A50&CSI300&SSE50 arb report

Fang • submitted 2017-04-20 20:22:26

We set the data range from 2015/4/16—2016/8/26 to run the regression.
The independent variables for CSI300 and SSE50 are named as x and y respectively. The dependable variable A50 is named as z. Each index is multiplied by the contract multiplier and converted into Chinese Yuan.

First of all, we calculated the correlation between each two of the indexes as following:

> cor(x,y)
[1] 0.9872779
> cor(x,z)
[1] 0.9759849

And we run the ordinary least square (OLS) linear regression in R:

> lm1<-lm(z~x+y)
> lm1

Call:
lm(formula = z ~ x + y)

Coefficients:
(Intercept) x y 
1.749e+04 -1.587e-03 7.128e-02

The result showed some defects:
1, the intercept is an oversized number.
2, the coefficient for x, CSI300, is negative.
3, obvious collinearity and difficult to eliminate.

With logarithmic – conversion, we set x1=log(x), y1 = log(y).We run the regression again:

> x1<-log(x)
> y1<-log(y)
> z1<-log(z)
> lm2<-lm(z1~x1+y1)
> summary(lm2)

Call:
lm(formula = z1 ~ x1 + y1)

Residuals:
Min 1Q Median 3Q Max 
-0.117396 -0.010662 0.001583 0.012657 0.038213 

Coefficients:
Estimate Std.
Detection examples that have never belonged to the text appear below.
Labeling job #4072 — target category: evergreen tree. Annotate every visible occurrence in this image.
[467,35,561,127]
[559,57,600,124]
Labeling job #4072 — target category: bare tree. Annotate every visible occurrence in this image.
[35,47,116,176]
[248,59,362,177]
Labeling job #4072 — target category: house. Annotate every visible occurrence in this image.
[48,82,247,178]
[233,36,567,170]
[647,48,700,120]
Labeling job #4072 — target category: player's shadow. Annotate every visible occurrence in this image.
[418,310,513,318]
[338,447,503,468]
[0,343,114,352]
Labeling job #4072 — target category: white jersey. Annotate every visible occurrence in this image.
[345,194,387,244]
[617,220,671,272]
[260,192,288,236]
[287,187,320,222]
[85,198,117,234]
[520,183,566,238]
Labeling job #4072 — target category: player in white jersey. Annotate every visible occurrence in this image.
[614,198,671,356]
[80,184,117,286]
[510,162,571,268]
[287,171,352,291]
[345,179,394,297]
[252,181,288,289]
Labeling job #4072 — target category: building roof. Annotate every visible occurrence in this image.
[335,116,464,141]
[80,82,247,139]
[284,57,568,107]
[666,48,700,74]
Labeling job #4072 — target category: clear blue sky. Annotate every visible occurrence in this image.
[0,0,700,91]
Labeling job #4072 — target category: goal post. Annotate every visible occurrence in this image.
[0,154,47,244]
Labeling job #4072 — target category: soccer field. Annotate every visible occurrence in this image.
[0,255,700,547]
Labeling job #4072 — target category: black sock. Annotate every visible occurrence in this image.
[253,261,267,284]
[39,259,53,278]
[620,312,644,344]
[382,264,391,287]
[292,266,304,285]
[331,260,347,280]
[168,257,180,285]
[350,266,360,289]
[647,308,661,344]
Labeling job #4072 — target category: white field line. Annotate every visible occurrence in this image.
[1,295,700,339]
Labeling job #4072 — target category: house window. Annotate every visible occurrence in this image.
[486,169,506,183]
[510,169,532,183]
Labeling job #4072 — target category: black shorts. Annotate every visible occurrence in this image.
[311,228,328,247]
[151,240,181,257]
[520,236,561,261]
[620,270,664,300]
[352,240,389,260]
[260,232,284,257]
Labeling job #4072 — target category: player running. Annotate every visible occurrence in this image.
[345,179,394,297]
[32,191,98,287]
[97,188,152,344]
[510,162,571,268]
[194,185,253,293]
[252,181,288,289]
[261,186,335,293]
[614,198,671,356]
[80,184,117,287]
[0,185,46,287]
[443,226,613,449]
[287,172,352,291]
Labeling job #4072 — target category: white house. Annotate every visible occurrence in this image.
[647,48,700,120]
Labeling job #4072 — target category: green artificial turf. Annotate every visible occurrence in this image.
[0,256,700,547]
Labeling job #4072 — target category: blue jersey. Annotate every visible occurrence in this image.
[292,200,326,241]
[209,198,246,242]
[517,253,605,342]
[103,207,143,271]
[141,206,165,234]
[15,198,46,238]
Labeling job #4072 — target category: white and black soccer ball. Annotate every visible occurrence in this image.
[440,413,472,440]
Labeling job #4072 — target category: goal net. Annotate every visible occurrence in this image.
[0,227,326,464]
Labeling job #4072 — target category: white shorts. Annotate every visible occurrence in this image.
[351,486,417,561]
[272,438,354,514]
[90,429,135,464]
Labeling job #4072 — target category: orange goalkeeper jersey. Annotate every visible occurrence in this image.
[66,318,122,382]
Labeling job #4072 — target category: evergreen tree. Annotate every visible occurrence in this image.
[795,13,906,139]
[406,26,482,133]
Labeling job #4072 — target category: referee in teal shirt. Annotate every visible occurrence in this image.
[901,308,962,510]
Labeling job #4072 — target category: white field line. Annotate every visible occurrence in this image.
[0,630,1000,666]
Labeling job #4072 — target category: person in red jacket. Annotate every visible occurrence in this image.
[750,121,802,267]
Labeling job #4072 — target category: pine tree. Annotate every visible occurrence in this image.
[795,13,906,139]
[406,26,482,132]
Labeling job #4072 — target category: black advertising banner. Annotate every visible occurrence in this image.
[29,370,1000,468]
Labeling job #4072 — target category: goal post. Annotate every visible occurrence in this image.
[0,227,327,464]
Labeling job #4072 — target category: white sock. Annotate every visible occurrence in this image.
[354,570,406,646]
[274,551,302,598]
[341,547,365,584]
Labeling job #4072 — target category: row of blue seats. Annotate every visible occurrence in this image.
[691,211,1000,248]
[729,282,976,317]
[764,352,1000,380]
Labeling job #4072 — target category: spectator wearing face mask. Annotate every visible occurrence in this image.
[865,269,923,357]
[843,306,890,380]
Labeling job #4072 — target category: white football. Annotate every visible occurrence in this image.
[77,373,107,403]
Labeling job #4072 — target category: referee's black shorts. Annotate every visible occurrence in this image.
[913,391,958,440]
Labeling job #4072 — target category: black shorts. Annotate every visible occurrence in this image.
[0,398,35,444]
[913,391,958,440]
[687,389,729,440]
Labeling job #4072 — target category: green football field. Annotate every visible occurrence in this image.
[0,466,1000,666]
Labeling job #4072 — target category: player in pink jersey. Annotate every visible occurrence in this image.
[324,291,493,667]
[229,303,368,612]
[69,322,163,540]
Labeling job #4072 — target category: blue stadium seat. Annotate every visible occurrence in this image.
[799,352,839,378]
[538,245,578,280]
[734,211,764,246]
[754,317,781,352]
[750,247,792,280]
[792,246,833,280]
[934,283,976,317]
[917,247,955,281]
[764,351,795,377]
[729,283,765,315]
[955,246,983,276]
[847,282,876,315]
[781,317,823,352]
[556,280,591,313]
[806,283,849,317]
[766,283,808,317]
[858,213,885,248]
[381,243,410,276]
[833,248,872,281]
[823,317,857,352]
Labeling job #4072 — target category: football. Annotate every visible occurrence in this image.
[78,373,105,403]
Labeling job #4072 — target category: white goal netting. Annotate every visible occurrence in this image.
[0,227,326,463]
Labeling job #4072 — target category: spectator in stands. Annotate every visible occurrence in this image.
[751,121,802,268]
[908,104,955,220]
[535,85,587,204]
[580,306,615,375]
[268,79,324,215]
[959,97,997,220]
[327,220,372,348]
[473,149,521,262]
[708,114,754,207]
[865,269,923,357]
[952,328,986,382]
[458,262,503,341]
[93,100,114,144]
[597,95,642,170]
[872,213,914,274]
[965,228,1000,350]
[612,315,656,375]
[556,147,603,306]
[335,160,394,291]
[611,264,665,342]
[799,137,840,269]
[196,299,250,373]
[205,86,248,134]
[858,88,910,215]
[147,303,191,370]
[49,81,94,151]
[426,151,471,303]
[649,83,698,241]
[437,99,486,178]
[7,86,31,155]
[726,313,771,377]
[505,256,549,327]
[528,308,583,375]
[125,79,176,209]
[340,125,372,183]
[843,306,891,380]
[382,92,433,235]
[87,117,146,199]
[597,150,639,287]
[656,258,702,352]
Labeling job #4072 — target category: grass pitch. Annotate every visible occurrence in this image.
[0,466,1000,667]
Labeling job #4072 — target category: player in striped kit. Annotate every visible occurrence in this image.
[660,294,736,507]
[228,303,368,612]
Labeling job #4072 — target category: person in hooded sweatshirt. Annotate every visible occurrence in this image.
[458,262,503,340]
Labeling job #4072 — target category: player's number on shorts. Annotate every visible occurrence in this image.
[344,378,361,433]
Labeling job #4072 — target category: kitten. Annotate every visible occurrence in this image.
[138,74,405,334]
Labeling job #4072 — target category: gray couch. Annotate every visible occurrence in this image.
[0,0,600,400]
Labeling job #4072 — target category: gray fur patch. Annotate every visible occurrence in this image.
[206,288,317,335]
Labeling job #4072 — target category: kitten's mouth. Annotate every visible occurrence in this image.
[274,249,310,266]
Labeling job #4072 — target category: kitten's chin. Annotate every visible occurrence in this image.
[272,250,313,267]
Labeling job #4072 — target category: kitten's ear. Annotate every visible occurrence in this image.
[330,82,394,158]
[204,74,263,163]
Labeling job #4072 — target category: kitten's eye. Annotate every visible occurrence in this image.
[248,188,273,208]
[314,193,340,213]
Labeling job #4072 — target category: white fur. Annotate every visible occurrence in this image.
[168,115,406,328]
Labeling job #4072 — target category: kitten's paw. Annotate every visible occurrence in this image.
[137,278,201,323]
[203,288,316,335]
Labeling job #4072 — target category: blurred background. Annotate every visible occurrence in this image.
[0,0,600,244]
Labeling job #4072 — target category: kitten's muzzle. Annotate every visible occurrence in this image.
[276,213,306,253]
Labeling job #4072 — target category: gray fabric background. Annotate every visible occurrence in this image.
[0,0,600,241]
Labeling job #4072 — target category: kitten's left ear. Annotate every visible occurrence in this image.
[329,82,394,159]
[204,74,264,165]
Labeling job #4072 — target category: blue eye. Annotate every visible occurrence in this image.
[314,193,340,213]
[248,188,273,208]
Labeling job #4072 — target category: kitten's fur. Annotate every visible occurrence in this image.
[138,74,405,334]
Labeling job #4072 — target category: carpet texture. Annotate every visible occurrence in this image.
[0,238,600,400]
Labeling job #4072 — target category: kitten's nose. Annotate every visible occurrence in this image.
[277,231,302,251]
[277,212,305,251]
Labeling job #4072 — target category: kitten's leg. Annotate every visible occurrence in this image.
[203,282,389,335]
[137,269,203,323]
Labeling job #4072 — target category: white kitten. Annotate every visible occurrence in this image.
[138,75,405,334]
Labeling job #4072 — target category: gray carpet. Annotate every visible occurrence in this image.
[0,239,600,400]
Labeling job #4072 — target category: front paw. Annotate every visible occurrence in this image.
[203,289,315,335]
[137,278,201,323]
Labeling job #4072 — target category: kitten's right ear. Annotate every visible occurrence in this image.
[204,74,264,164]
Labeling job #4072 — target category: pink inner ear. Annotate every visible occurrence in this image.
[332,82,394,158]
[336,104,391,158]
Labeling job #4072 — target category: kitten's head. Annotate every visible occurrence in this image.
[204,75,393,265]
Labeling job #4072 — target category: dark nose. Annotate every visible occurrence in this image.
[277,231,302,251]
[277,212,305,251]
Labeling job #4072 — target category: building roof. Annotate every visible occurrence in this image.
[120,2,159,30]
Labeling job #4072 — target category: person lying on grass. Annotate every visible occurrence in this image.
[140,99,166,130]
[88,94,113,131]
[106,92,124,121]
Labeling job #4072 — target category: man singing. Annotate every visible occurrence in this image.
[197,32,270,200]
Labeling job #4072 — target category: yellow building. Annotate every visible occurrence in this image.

Error t value Pr(>|t|) 
(Intercept) 1.04649 0.08893 11.768 <2e-16 ***
x1 -0.02634 0.04259 -0.619 0.537 
y1 0.77376 0.04473 17.297 <2e-16 ***
---
Signif. codes: 0 ‘***’ 0.001 ‘**’ 0.01 ‘*’ 0.05 ‘.’ 0.1 ‘ ’ 1

Residual standard error: 0.01874 on 335 degrees of freedom
Multiple R-squared: 0.9745, Adjusted R-squared: 0.9744 
F-statistic: 6407 on 2 and 335 DF, p-value: < 2.2e-16

The negative coefficient remained.

Graph is plotted to show collinearity between x1 and y1 as below:

> plot(x1~y1,col="red")

We applied regularization method to set a limit for the intercept. And run the ridge regression to process the data with collinearity.
With lm.ridge()function, we acquired 151 lambdas and selected the lambda with Generalized Cross Validation (GCV) when lambdaGCV is at minimum.

> library(MASS)
> ridge.sol<-lm.ridge(z1~x1+y1, lambda = seq(0,150,length =151),model = TRUE)
> ridge.sol$lambda[which.min(ridge.sol$GCV)]
> coef(ridge.sol)[which.min(ridge.sol$GCV),]
> matplot(ridge.sol$lambda,t(ridge.sol$coef),xlab = expression(lambda),ylab="cofficients",type="l",lty=1:20)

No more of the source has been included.